I Tested a Next-Gen AI Assistant. It Will Blow You Away – WIRED

Create a 3:2 aspect ratio illustration in a cheerful, cartoonish and vibrant style, showing a non-descriptive male software engineer adjusting a large, complex graphics processing unit. In the background, show data being processed and transformed into artificial intelligence sub-systems, representing various countries' tech advancements. The overall image should have a positive and light-hearted tone to represent the growing demand for such technology.

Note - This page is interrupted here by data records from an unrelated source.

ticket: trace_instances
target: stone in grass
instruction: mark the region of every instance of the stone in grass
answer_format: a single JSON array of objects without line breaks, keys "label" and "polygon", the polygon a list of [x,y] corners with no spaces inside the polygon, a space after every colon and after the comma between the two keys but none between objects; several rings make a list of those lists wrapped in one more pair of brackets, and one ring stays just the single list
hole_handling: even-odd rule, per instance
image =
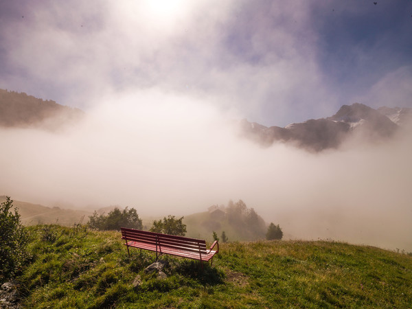
[{"label": "stone in grass", "polygon": [[0,289],[0,308],[20,308],[17,304],[19,297],[17,284],[15,282],[3,284]]},{"label": "stone in grass", "polygon": [[139,287],[141,285],[142,281],[140,277],[140,275],[137,275],[135,279],[133,280],[133,283],[132,285],[133,286],[133,288],[138,289]]},{"label": "stone in grass", "polygon": [[155,262],[153,264],[151,264],[146,268],[144,268],[144,272],[146,273],[152,273],[153,271],[157,271],[158,273],[163,271],[163,268],[165,266],[168,265],[168,262],[167,261],[158,261]]},{"label": "stone in grass", "polygon": [[157,279],[166,279],[168,277],[168,275],[164,273],[163,271],[159,271],[157,274]]}]

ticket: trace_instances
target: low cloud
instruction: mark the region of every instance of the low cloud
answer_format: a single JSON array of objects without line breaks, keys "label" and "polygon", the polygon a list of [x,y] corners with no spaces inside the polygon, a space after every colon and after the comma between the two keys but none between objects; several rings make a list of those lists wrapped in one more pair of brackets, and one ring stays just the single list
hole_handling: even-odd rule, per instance
[{"label": "low cloud", "polygon": [[411,135],[310,154],[242,139],[215,106],[157,89],[100,98],[59,133],[1,129],[3,194],[187,215],[242,199],[286,238],[412,251]]}]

The rise of AI-powered chatbots like ChatGPT and Google Bard is making virtual assistants like Siri, Alexa, and Google Assistant seem less impressive. However, when the generative AI technology behind these chatbots is integrated into legacy assistant bots, they will become much more interesting. An experimental AI voice helper called vimGPT, built on OpenAI’s GPT-4V language model, showed promise in tasks like subscribing to WIRED magazine online. While legacy assistants handle simple tasks like setting reminders, buying something online requires more complex skills like understanding requests, navigating the web, and interacting with forms. VimGPT, although lacking credit card information, excelled at searching for cat videos and finding cheap flights. VimGPT is an open-source program built by a lone developer, but companies like Apple and Google are likely conducting similar experiments to upgrade their own assistants. Experts believe that the next step for AI assistants is to become agents that can perform useful tasks and solve problems for users. Simulated environments like VisualWebArena are being used to test and improve the skills of AI agents, but there are still challenges and bloopers. While AI agents can achieve complex objectives about 16% of the time, humans succeed 88% of the time. Despite the challenges, researchers are optimistic about the potential of AI agents to make digital life easier.